Türk Büro-Sen tarafından iş bırakma eylemi yapılırken, sendika üyeleri Ankara Caddesi’nde basın açıklaması yaptı.

20130227AW000714_01Türkiye genelinde Türk Büro-Sen tarafından iş bırakma eylemi yapılırken, Karabük’te de eylem yapıldı. Ankara Caddesi’nde toplanan sendika üyeleri basın açıklaması yaparak, olaysız şekilde dağıldı. Basın açıklamasını okuyan Türk Büro-Sen Karabük Şube Başkanı Celal Tokatlı, Uluslararası Hukuk ve Yasalardan kaynaklanan meşru hakklarını kullandıklarını, ülke genelinde bir günlük iş bırakma grevi gerçekleştiğini söyledi.

Tokatlı eylemde şu açıklamalarda bulundu;

“Bugün ülkemizin heryerinde kamu çalışanları meydanlara indiler. Uluslararası Hukuk ve Yasalardan kaynaklanan meşru hakkımızı kullanarak bugün üretimden gelen gücümüzü kullandık ve buradayız. Bugün ülke genelinde bir günlük iş bırakma grevi gerçekleştirmektedirler. Bir günlük iş bırakma eylemimiz bir uyarı niteliğindedir. Taleplerimiz karşılanmaması halinde bu günkü eylemin genel grevin ayak sesleri olduğunu siyasi iradeye hatırlatmak isteriz. Türk Büro-Sen olarak bugüne kadar kamu görevlilerinin hak ve menfaatlerini korumak, geliştirmek, kamu çalışanlarının ekonomik ve sosyal haklarında iyileştirme yapılmasını sağlamak için tüm gayretimizle, samimi olarak her türlü platformda mücadelemizi sürdürdük. Mevcut iktidarla özellikle 12 Eylül Referandumuyla başlayan süreçte, 2 Kasım 2011 TBMM kaçırılırcasına bir gecede çıkartılarak uygulamaya konulan 666 sayılı KHK ile kamu çalışanları arasında kabul edilemez ücret farklılıkları oluşturdular. Bazı kazanılmış haklarımızıda gasp ettiler. Başta SGK, Türkiye İş Kurumu olmak üzere, kurumların yıllardır kazanılmış hakkı olan ikramiyeleri, ilave ek ödemeleri kaldırılmıştır. Bütün bunlar yetmezmiş gibi, şimdide kamu çalışanı devlet memurlarının iş güvencelerine göz dikilmiştir. Güvencesiz çalışma, teşeronlaşma, esnek istihdam, performansa dayalı ücret sistemi gibi kamu çalışanlarının asla kabul edemeyeceği yeni bir çalışma hayatı dayatılmaktadır.

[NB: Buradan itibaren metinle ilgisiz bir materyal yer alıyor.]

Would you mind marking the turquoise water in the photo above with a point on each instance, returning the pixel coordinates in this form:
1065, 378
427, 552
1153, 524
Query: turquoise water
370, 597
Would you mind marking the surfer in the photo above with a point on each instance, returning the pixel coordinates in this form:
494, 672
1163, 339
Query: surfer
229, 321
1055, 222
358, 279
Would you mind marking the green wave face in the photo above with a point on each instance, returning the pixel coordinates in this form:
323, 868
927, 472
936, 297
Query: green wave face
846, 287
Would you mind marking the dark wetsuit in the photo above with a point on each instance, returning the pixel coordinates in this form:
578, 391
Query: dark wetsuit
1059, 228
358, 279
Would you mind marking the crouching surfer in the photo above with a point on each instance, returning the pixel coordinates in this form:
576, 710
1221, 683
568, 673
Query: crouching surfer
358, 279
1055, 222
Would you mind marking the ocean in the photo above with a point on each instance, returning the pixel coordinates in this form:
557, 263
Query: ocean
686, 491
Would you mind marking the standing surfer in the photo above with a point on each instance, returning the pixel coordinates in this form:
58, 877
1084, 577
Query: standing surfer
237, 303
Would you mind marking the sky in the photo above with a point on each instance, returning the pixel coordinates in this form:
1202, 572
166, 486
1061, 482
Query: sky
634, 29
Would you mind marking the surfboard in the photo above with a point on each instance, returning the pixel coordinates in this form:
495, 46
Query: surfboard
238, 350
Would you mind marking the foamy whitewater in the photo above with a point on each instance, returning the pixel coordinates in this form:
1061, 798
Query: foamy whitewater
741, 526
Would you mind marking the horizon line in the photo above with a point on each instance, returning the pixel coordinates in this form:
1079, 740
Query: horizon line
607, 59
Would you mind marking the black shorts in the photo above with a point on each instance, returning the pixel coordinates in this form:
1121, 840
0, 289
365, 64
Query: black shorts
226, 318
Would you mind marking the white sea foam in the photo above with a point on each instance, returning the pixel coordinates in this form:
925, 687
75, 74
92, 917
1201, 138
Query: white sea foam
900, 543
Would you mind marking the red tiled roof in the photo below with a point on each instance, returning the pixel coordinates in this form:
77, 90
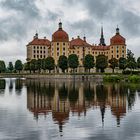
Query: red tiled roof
78, 42
102, 48
37, 41
60, 36
117, 40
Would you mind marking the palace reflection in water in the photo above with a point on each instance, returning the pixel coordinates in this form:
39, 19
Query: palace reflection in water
63, 98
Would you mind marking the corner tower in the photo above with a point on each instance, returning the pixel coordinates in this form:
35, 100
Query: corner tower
117, 45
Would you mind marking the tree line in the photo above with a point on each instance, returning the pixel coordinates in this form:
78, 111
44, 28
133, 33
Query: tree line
72, 62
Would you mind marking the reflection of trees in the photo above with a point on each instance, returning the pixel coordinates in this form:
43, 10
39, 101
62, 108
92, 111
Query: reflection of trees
131, 96
18, 86
11, 85
2, 85
63, 92
73, 94
88, 92
101, 93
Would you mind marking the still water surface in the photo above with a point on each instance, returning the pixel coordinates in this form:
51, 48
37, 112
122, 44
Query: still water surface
57, 110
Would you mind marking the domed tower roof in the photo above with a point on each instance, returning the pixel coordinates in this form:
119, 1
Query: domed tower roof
117, 39
60, 35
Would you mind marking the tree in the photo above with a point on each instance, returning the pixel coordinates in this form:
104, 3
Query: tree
131, 62
101, 62
2, 66
138, 62
113, 63
89, 62
18, 65
50, 63
73, 61
63, 63
122, 63
10, 66
33, 65
27, 67
39, 64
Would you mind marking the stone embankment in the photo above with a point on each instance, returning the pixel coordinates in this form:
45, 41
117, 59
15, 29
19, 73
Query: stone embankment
97, 78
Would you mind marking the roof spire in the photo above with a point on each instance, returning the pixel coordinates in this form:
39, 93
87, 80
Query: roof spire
117, 30
102, 40
60, 24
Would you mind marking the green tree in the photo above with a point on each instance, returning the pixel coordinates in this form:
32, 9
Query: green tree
27, 67
63, 63
122, 63
10, 66
2, 66
50, 63
89, 62
73, 61
33, 65
131, 62
18, 65
101, 62
39, 65
113, 63
138, 62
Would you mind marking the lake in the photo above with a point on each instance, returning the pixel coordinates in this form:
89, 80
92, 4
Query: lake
68, 110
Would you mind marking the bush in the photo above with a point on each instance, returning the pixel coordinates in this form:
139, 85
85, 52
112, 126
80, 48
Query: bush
134, 78
111, 78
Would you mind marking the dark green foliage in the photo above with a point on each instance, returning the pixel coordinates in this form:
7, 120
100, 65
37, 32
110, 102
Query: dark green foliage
101, 62
10, 66
131, 62
33, 65
49, 63
122, 63
73, 61
63, 63
113, 63
89, 62
2, 66
138, 62
18, 65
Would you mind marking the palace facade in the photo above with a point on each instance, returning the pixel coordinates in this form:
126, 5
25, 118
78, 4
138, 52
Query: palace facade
62, 45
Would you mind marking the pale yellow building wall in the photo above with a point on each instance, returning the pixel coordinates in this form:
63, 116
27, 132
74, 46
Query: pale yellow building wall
58, 49
37, 52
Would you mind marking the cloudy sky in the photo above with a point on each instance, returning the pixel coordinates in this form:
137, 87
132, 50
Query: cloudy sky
20, 19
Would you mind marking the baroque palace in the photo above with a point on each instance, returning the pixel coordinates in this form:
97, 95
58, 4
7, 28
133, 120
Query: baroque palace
62, 45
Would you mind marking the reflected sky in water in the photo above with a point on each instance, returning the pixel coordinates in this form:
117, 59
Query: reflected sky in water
68, 110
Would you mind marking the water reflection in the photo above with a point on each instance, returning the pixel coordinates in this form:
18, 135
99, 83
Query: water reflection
63, 98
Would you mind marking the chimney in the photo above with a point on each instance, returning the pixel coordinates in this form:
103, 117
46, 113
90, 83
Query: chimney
84, 38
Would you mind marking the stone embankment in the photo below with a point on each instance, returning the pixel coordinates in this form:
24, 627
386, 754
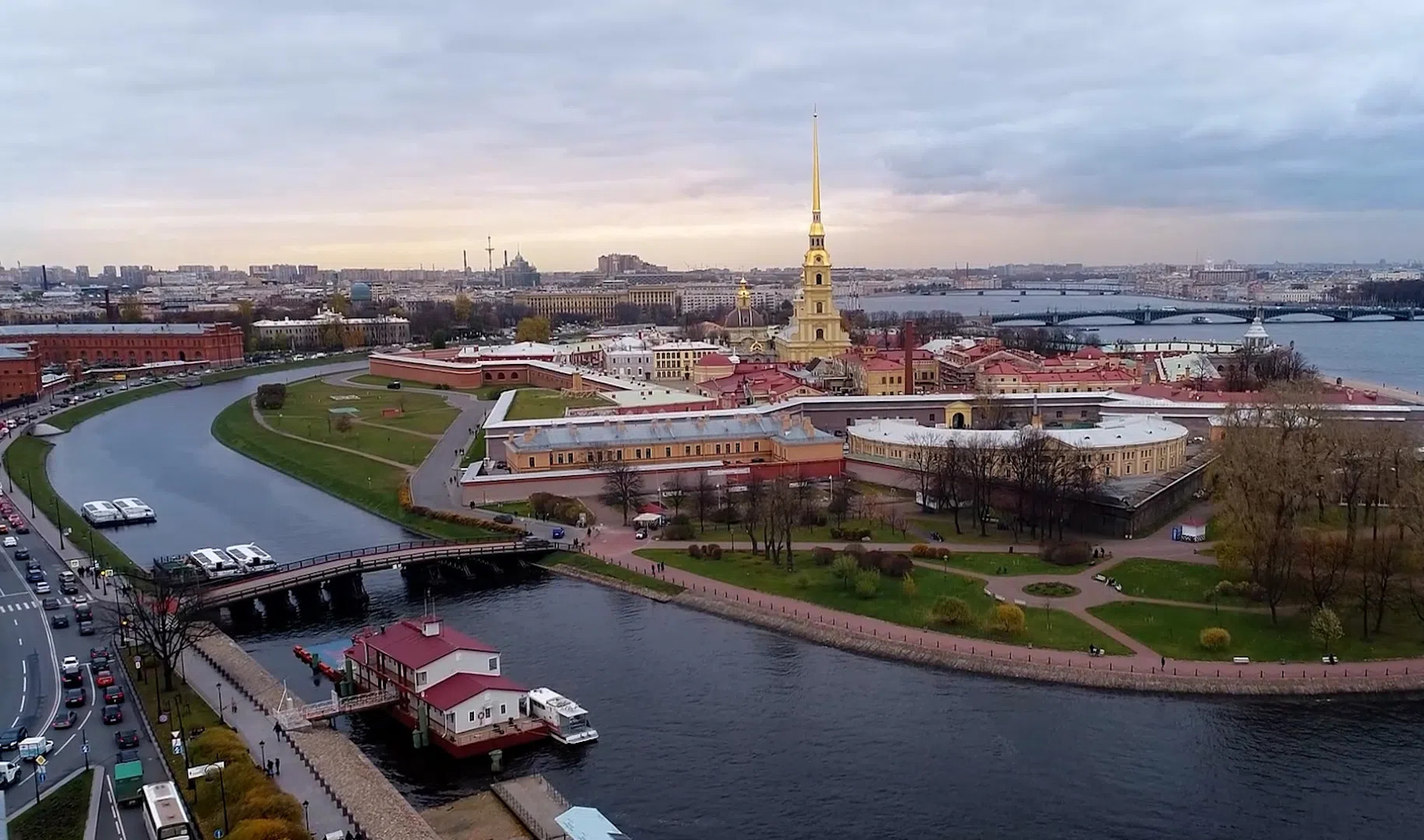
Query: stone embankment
345, 772
1189, 678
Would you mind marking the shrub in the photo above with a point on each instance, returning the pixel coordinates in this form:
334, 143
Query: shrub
1067, 553
868, 583
1215, 638
845, 570
950, 611
271, 394
1007, 618
896, 565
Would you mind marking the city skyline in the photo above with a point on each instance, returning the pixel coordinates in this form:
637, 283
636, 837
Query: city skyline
393, 137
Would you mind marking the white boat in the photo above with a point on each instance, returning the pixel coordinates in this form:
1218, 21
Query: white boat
134, 510
101, 513
566, 719
216, 562
251, 557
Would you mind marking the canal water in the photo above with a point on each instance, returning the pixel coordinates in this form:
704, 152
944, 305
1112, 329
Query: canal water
717, 730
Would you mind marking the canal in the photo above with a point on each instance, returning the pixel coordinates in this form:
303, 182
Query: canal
715, 730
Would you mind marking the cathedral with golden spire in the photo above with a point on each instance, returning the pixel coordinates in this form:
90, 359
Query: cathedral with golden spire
815, 331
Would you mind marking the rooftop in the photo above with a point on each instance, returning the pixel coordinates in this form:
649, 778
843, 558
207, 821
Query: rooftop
406, 642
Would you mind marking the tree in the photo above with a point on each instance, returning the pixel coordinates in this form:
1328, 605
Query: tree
623, 487
130, 310
1326, 628
161, 614
531, 329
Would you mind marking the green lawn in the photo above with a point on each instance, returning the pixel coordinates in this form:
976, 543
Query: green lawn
1047, 628
609, 570
1173, 631
1144, 577
537, 403
405, 437
360, 480
25, 462
61, 814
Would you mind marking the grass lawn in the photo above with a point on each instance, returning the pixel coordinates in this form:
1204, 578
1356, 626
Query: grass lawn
1144, 577
406, 437
879, 533
537, 403
362, 481
25, 462
609, 570
1047, 628
1173, 631
61, 814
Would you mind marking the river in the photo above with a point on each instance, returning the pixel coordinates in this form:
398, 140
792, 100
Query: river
1338, 349
717, 730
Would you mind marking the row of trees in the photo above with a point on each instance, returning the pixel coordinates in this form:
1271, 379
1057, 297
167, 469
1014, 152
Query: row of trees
1041, 478
1322, 510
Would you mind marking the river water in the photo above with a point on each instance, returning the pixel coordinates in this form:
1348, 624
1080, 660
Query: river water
717, 730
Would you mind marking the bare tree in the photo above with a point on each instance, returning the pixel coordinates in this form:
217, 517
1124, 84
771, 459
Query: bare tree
623, 487
164, 615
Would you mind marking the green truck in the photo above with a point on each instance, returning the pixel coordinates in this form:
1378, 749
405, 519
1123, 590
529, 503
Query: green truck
128, 782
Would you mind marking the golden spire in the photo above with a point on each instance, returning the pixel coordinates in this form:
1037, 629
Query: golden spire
816, 231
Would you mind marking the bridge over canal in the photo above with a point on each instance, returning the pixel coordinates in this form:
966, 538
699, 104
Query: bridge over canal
341, 571
1148, 315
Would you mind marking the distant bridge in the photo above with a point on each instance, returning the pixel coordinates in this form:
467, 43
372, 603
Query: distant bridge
1148, 315
312, 572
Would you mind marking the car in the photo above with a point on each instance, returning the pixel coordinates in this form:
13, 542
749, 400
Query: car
12, 738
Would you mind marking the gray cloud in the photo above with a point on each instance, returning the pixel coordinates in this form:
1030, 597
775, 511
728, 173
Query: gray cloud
315, 107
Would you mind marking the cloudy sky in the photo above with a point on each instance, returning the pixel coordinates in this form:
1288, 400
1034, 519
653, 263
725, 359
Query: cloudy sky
395, 133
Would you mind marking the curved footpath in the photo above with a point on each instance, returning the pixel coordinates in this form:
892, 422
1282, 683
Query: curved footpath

20130227AW000714_02Ama unutmasınlar ki, bizler dün olduğu gibi, bugünde ve bundan sonra da sahaya inmekten, alanları doldurmaktan geri durmayacağız. İşte şimdi; fazla çalışma ücretlerimizin ödenmesi için ücreti ödenmeden çalışmayacağımız için, kesilen yol paralarımızın ödenmesi için, el konulan ikramiyelerimiz ve ek ödemelerimizin yeniden ödenmesi için, gerçek anlamda iş tanımlarının yapılarak, eşit işe eşit ücret için, taşeronlaşmaya son verilmesi için, 4/C’li, güvencesiz çalışmaya hayır demek için, uluslararası normlarda, toplu sözleşme, grev hakkı, tam bağımsız hakem kurulu, siyasete katılma haklarımız için, her türlü ödemenin emekliliğe yansıtılması için, iş güvencemize sahip çıkmak için alanlardayız. Biz alanların yabancısı değiliz. Gerekirse bundan sonra da genel grev için alanları doldurmaktan geri durmayacağız. Tüm bu sorunlar karşısında sorumlu sendikacılık gereği hak arayışımız hep sürdü. Bilindiği gibi iş yavaşlatma, iş bırakma eylemleri dünyada ve ülkemizde sıkça başvurulan bir yöntem değildir. Sendikamız bu kararı almadan önce hükümet yetkilileri ile gerçekleştirdiği görüşmelerde kamu çalışanlarının sorunlarına çare üretilmesini defalarca talep etmiş ve yetkilileri eylem ve söylemleriyle uyarmıştır. Ancak, siyasi irade kamu çalışanına gözlerini kapatmış kulaklarını tıkamıştır. Bize de iş bırakmadan başka yol kalmamıştır”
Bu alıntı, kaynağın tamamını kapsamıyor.